人生の区切りを迎えて#18 誰かに施したら見返りを求めたくなる?
■どんなに強く思っても同じにはなれない
ある別れがあった。
色恋の話ではないが、私にとってはこの10年以上を捧げてきた人だ。いや、それは一方的な想いであって、相手にどれだけ届いていたのか、響いていたのか、分からなかった。
できれば同じ気持ちであってほしいと思っていたが、その人は“私”ではなかった。そう、一人の人格を持った人間であって、私とすべて一緒ではない。それでも惚れたものの弱みか、そうであってほしい、そうあるべきだ、に変わっていく自分の心境が手に取るように分かった。まるで恋愛物語のようだが、私自身がそんなに恋愛事情に詳しいわけではないが、それに酷似していることは否定できない。
最後の最後まで、その人柄同様にやさしい言葉をかけられ、普通を装いながらその場を後にした。あまり失恋した経験はないが、いや、そもそもそういう恋愛経験が少ないのだが、そういう場面を経験した人たちは、こういう気持ちになるのだろうと思った。
■火中の栗を拾うことに躊躇いもなく
最初の出会いは、むしろ相手からのアプローチが積極的で、私にとってその領域は別世界であって、とても私などが足を踏み入れるところではなかった。だが、一方で、家族を養わなければならない私にとって、これ以上ない機会であり、できるできないではなく、やるしかないと決断したというのが真実だ。
家族や友人も、私の判断に疑問を呈したが、もう一度、すべてを学び直して、必要とされる人間になろうと夢中になった。すると不思議なことに、仕事や人間関係などで好き嫌いを言っていた私が、むしろ火中の栗を拾うことに躊躇いもなく、求められる人間になろうと努力することができた。
たぶん、その人に認められることが、自分にとってこの上なく喜びであり、誇りであり、楽しみでもあったからだろう。そういう青春真っ只中で小躍りする自分がいた。
■誰のせいにすることもできないこと
時は流れ、自分としては“同志”になったつもりになり、いつしかその人と距離を取るようになった。ただ、距離を取るといっても、近からず遠からずの関係の中で、違う道を少しずつ歩むことになった。たぶん、長年付き添った夫婦が、恋愛関係からこういう関係に発展するようなものだろうか。私にとって、新たな仲間との目標が少しずつ形になってきたことも、その関係性に大きく影を落とす結果になった。
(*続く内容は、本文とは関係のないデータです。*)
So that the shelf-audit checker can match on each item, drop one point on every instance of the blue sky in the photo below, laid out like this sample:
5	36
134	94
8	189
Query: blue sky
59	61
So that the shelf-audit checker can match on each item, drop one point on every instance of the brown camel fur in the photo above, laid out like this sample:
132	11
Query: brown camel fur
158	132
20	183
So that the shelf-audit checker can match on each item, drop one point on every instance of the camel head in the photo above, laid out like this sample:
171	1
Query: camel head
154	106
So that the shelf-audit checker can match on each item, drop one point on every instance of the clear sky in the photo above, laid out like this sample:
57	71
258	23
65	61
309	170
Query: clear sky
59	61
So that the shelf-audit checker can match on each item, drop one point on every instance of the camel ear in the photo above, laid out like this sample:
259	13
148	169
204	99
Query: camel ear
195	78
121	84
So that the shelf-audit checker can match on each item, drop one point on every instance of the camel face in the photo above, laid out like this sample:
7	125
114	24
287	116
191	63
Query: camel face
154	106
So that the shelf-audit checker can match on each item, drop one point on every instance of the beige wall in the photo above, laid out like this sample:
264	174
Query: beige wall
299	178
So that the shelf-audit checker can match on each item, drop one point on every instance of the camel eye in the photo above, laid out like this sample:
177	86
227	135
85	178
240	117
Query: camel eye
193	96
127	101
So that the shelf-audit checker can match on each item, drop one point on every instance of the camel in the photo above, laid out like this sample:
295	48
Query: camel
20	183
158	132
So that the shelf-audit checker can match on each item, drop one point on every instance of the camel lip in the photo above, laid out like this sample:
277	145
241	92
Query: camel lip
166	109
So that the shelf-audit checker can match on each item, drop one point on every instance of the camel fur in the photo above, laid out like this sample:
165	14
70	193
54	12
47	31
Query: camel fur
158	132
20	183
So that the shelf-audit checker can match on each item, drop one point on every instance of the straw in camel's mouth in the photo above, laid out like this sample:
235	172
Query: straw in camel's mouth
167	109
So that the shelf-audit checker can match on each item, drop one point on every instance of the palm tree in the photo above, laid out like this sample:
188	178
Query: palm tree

反省を込めて言うが、私に驕りがあったのだと思う。いくら努力しても埋められないものはある。私には自分という武器しかなかった。相手には複数の確約された武器が揃っていた。つまりいくらでも選択肢はあったのだ。私には限られたものしか持たされていなかったことに気がついた。
これまでの人生を振り返れば、絶対的なものはどこにもないことは一目瞭然だったし、誰もそれを犯すことはできないことはわかっていたのに、一番身近でわかっていたはずの自分が、それに気が付かなかったなんて、誰のせいにすることもできず、ただ茫然とするばかりだ。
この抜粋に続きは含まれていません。